Dotée d’une enveloppe de 36 millions d’euros sur trois ans, l’Agence de l’Union européenne pour la cybersécurité (ENISA) aura la charge de gérer les prestataires de services de sécurité managés au profit des États membres et des institutions de l’Union européenne.
L’ENISA a annoncé la signature d’un accord de contribution avec la Commission européenne, qui lui confie l’administration et l’exploitation de la Réserve européenne de cybersécurité.

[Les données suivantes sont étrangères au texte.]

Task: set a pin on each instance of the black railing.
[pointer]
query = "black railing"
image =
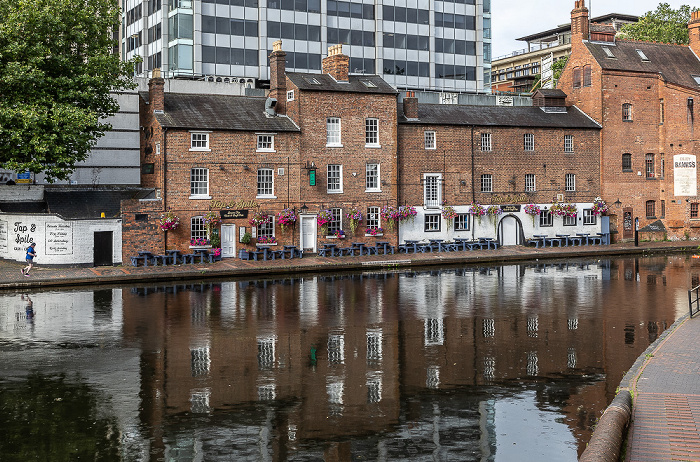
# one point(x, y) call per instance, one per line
point(694, 300)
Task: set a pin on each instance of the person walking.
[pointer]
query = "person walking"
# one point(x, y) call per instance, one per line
point(31, 253)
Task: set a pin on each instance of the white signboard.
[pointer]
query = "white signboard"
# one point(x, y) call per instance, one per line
point(59, 238)
point(547, 75)
point(685, 180)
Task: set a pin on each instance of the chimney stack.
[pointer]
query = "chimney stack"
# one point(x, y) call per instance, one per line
point(694, 32)
point(410, 106)
point(579, 22)
point(278, 77)
point(336, 64)
point(156, 96)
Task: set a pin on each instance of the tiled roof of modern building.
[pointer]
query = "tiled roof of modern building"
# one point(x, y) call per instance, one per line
point(498, 116)
point(675, 63)
point(219, 112)
point(356, 83)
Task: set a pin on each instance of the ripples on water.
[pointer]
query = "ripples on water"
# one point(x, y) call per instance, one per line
point(495, 364)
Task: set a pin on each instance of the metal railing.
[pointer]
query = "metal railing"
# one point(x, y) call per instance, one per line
point(694, 300)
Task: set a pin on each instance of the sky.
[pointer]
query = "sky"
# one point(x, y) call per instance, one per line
point(511, 19)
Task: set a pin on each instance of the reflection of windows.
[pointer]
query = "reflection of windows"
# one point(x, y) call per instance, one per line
point(266, 353)
point(434, 332)
point(336, 349)
point(200, 361)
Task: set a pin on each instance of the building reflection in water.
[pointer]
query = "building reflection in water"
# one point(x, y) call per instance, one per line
point(461, 364)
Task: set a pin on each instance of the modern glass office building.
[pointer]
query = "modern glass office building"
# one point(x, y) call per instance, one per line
point(413, 44)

Pour ce faire, l’Agence bénéficiera d’un financement supplémentaire de 36 millions d’euros sur trois ans, s’ajoutant à son budget annuel de 29,6 millions d’euros.
Prévue à l’article 14 du Cyber Solidarity Act, adopté en 2024, cette réserve vise à renforcer la solidarité et la coopération au sein de l’Union en matière de préparation et de réaction aux cyberattaques. Mobilisable par les États membres en cas d’incidents de cybersécurité graves et de grande ampleur, elle repose sur un ensemble de prestataires de services de sécurité managés (MSS) de confiance, sélectionnés via des appels d’offres publics. Ces derniers fourniront notamment des services de réponse aux incidents par l’intermédiaire de la Réserve.
Bientôt un schéma de certification des MSS
La Réserve s’adressera aux acteurs des secteurs critiques des États membres définis par la directive NIS2, ainsi qu’aux institutions, organes, bureaux et agences de l’Union. « Ces services pourront également être sollicités par des pays tiers associés au programme Europe numérique (DEP), dont les accords d’association prévoient un accès à la Réserve européenne de cybersécurité », précise l’ENISA dans un communiqué.
Attendue pour être pleinement opérationnelle d’ici fin 2025, la Réserve s’accompagne aussi d’un chantier parallèle : à la demande de la Commission européenne, l’ENISA prépare un schéma européen de certification des services de sécurité managés (MSS).